NatureBridge, a California-based nonprofit organization that runs three- to five-day environmental education programs in some of the West’s most iconic parks, wants to turn this place — Prince William Forest Park, one of the largest green spaces in the Washington area — into an outdoor classroom for local students.

The organization is running a pilot program this month with two groups of middle-school students from Prince William County. If it goes well, the park could return full time to its roots as a place for kids to learn about — and enjoy — the natural world.

“This is a test of local demand and support, and we’re hopeful that the community will really rally around it,” said Vanessa Morel, NatureBridge’s D.C. director.

Some school systems — such as those in Arlington, Montgomery and Prince George’s counties — have been sending students into the woods for overnight environmental education experiences for years. But those are generally for just one night.
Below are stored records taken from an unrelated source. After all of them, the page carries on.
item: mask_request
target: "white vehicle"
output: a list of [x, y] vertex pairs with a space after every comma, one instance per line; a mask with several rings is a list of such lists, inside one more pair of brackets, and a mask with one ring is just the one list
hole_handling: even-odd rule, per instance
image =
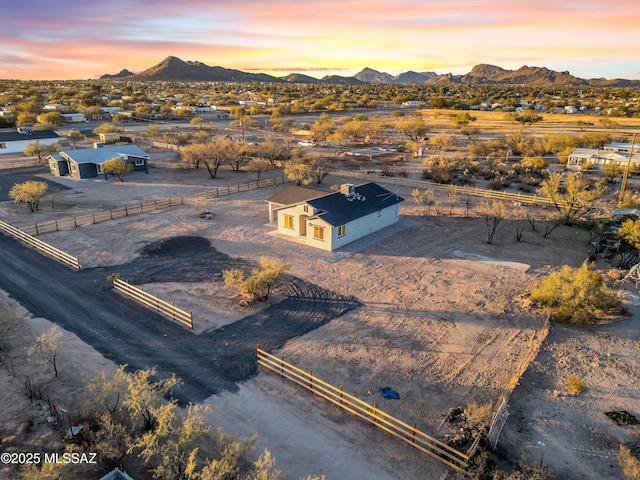
[[298, 142], [298, 146], [299, 147], [317, 147], [318, 144], [316, 142], [311, 141], [311, 140], [303, 140], [301, 142]]

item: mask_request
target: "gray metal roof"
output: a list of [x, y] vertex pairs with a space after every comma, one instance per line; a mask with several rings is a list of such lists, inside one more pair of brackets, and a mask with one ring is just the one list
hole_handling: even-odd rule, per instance
[[149, 154], [137, 145], [114, 145], [101, 148], [81, 148], [60, 152], [76, 163], [93, 163], [101, 165], [107, 160], [117, 157], [136, 157], [149, 160]]
[[307, 201], [320, 211], [319, 218], [334, 227], [400, 202], [404, 202], [404, 198], [373, 182], [354, 187], [353, 195], [336, 192]]

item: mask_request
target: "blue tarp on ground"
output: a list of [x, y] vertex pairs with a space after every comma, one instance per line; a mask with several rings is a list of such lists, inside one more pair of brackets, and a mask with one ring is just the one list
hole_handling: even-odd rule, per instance
[[400, 394], [393, 390], [391, 387], [382, 387], [379, 388], [378, 391], [387, 400], [400, 400]]

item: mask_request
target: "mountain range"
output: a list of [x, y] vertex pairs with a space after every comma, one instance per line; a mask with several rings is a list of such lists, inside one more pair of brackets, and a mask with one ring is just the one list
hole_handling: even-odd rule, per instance
[[569, 72], [557, 72], [545, 67], [523, 66], [517, 70], [505, 70], [495, 65], [476, 65], [464, 75], [451, 73], [408, 71], [399, 75], [365, 68], [352, 77], [340, 75], [325, 76], [321, 79], [291, 73], [285, 77], [274, 77], [265, 73], [248, 73], [224, 67], [210, 67], [202, 62], [184, 61], [169, 56], [153, 67], [134, 74], [127, 69], [115, 75], [103, 75], [101, 79], [132, 81], [186, 81], [186, 82], [273, 82], [273, 83], [316, 83], [359, 85], [379, 84], [468, 84], [468, 85], [590, 85], [596, 87], [640, 87], [640, 80], [606, 78], [582, 79]]

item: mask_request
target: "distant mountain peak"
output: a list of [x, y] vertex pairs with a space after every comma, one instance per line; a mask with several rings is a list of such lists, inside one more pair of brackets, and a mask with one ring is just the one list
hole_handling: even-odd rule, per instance
[[393, 75], [379, 72], [369, 67], [366, 67], [360, 72], [356, 73], [353, 78], [357, 78], [361, 82], [365, 83], [389, 83], [393, 81]]
[[115, 75], [109, 75], [108, 73], [102, 75], [100, 78], [101, 79], [107, 79], [107, 78], [125, 78], [125, 77], [131, 77], [135, 75], [135, 73], [130, 72], [129, 70], [127, 70], [126, 68], [123, 68], [122, 70], [120, 70], [118, 73], [116, 73]]
[[291, 82], [291, 83], [325, 83], [341, 85], [359, 85], [362, 83], [425, 83], [425, 84], [505, 84], [505, 85], [594, 85], [594, 86], [640, 86], [640, 80], [604, 78], [584, 80], [574, 77], [568, 71], [557, 72], [547, 67], [530, 67], [523, 65], [517, 70], [481, 63], [474, 66], [465, 75], [451, 73], [438, 74], [435, 72], [408, 71], [393, 76], [366, 67], [352, 77], [328, 75], [316, 79], [300, 73], [292, 73], [286, 77], [274, 77], [264, 73], [247, 73], [223, 67], [210, 67], [199, 61], [183, 61], [169, 55], [157, 65], [139, 73], [133, 74], [129, 70], [122, 70], [116, 75], [103, 75], [103, 79], [121, 79], [135, 81], [206, 81], [206, 82]]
And many area schools limit outdoor education to field trips of a few hours or a day.

If NatureBridge decides it’s feasible to establish a full-time program at Prince William Forest, it will be one of the few — if not the only — longer-term residential programs in Northern Virginia, and will try to draw classes from across the Washington metro area.
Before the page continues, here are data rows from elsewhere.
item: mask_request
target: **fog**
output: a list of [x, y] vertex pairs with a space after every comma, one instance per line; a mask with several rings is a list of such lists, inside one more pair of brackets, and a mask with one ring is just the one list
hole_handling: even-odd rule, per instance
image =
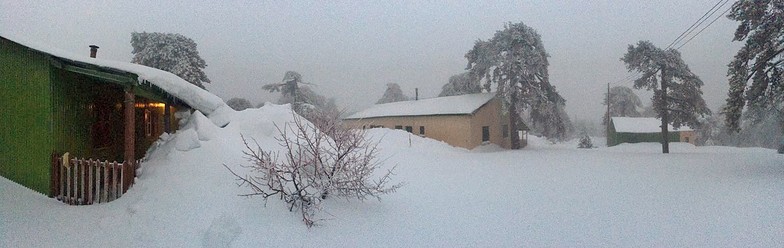
[[[571, 118], [599, 122], [607, 84], [632, 86], [620, 61], [627, 46], [650, 40], [664, 48], [715, 3], [0, 0], [0, 35], [85, 55], [96, 44], [99, 57], [130, 61], [131, 32], [180, 33], [198, 44], [212, 80], [207, 89], [224, 100], [275, 101], [278, 95], [261, 86], [293, 70], [356, 111], [378, 100], [387, 83], [410, 96], [414, 88], [421, 98], [437, 96], [449, 76], [464, 71], [477, 39], [524, 22], [542, 36], [551, 83]], [[736, 26], [719, 18], [680, 49], [714, 111], [727, 95], [727, 64], [742, 45], [731, 42]], [[650, 104], [651, 94], [636, 92]]]

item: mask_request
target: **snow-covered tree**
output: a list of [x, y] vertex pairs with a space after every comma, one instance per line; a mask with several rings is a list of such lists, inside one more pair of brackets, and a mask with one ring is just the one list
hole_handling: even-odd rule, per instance
[[381, 96], [381, 99], [378, 99], [376, 104], [408, 101], [408, 99], [408, 96], [403, 94], [403, 90], [400, 89], [400, 85], [396, 83], [388, 83], [387, 90], [384, 91], [384, 95]]
[[[606, 106], [608, 103], [607, 93], [604, 93], [604, 102]], [[640, 117], [640, 111], [637, 108], [642, 108], [642, 101], [637, 94], [634, 94], [631, 88], [626, 86], [615, 86], [610, 88], [610, 115], [612, 117]], [[604, 113], [602, 124], [607, 126], [609, 117]]]
[[531, 132], [540, 134], [553, 141], [563, 141], [574, 133], [574, 125], [566, 113], [563, 103], [542, 102], [529, 109], [528, 118]]
[[599, 136], [603, 133], [600, 131], [599, 123], [591, 119], [577, 119], [574, 121], [574, 130], [582, 134], [591, 136]]
[[[542, 38], [523, 23], [507, 23], [503, 30], [488, 41], [478, 40], [465, 55], [468, 59], [469, 78], [482, 82], [483, 90], [492, 86], [509, 113], [512, 132], [512, 149], [520, 149], [520, 139], [515, 132], [528, 108], [535, 121], [555, 125], [552, 134], [562, 136], [566, 130], [558, 105], [566, 101], [550, 84], [547, 51]], [[546, 119], [543, 119], [545, 118]]]
[[621, 61], [630, 72], [641, 73], [634, 80], [635, 89], [653, 91], [653, 107], [662, 121], [662, 153], [670, 152], [667, 124], [696, 128], [700, 117], [710, 115], [702, 99], [702, 80], [689, 70], [678, 50], [662, 50], [649, 41], [640, 41], [636, 47], [629, 45]]
[[457, 96], [480, 92], [482, 92], [482, 87], [479, 82], [471, 80], [468, 72], [463, 72], [449, 77], [449, 82], [441, 87], [441, 93], [438, 96]]
[[656, 117], [656, 109], [653, 108], [653, 105], [648, 105], [642, 108], [642, 113], [640, 113], [642, 117]]
[[778, 148], [784, 136], [782, 120], [779, 115], [768, 115], [758, 121], [751, 121], [748, 112], [741, 116], [740, 131], [725, 126], [726, 116], [723, 113], [707, 118], [696, 130], [698, 145], [719, 145], [737, 147]]
[[[784, 1], [740, 0], [727, 15], [740, 22], [733, 41], [746, 41], [729, 64], [729, 97], [722, 109], [731, 131], [741, 128], [741, 113], [752, 122], [784, 111]], [[782, 119], [782, 118], [774, 118]]]
[[280, 83], [267, 84], [262, 89], [269, 92], [280, 92], [278, 104], [291, 104], [297, 114], [310, 118], [314, 112], [330, 112], [337, 114], [338, 108], [334, 99], [319, 95], [302, 81], [302, 75], [295, 71], [287, 71]]
[[587, 134], [583, 134], [583, 136], [580, 137], [579, 143], [577, 143], [577, 148], [593, 148], [591, 137], [589, 137]]
[[207, 62], [199, 56], [196, 42], [181, 34], [131, 33], [131, 63], [146, 65], [174, 73], [199, 88], [210, 83], [203, 69]]
[[226, 105], [229, 105], [234, 110], [241, 111], [245, 109], [252, 108], [253, 105], [250, 104], [250, 101], [245, 98], [234, 97], [226, 101]]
Students would be charged a fee to attend, and scholarships would be available for those from low-income families.

Last week, the inaugural group of students — seventh-graders from Triangle’s Graham Park Middle School — arrived for a three-night stay. Led by NatureBridge instructors, they spent each day doing the kind of hands-on science that means tramping through the woods, exclaiming over creekside discoveries and ending each day ready for sleep.

“I like it here,” Claire Willard, 13, said as she clambered over fallen trees, picking her way down a steep slope toward a water-quality sampling site on Quantico Creek, a tributary of the Potomac River. “The clock runs a lot faster when I’m doing stuff than when I’m sitting down doing math homework.”

Prince William Forest sprawls over 15,000 acres adjoining Marine Corps Base Quantico, whose artillery fire is audible from the park’s creek beds and low ridges. Earlier this month, the park’s delicate forest-floor wildflowers were in bloom, and its canopy of oak and poplar trees were still a bright, new-leaf green.

The students identified plants and hunted for mayflies, stoneflies and water striders. They discovered snakes and scat. They played a game of rock-paper-scissors to learn how a meadow grows into a mature forest and a version of tag to understand how predators affect the deer population.